Al Pentagono è in corso un violento confronto fra due diverse visioni del ruolo delle forze statunitensi di fronte alla Cina: devono essere posizionate a distanza, e quindi temere soltanto i missili, o devono essere schierate nelle immediate vicinanze, e quindi correre il rischio di essere attaccate da soldati nemici?
Le due alternative implicano scelte di dispiegamento delle truppe molto diverse; inoltre, se le basi USA fossero posizionale in prossimità del confine, i costi sarebbero elevatissimi.

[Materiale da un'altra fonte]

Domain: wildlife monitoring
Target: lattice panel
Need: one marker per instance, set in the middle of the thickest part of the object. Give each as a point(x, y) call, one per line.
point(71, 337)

L’Ufficio per la valutazione dei costi e dei programmi (Office of Cost Assessment and Program Evaluation − CAPE) e l’Ufficio di valutazione strategica (Office of Net Assessment − ONA) insistono perché le basi siano il più possibile lontano dalla Cina. I loro avversari insistono invece sulla necessità di poter dispiegare immediatamente le truppe in caso di attacco della Cina a Taiwan. La prima fazione risponde alla seconda che l’annessione di Taiwan da parte di Beijing non rivestirebbe grande importanza per gli Stati Uniti.
Quanto al generale Ken Wilsbach, comandante delle forze aeree dell’IndoPaCom, auspica una dispersione delle forze in una moltitudine di piccole basi, difficilmente attaccabili contemporaneamente.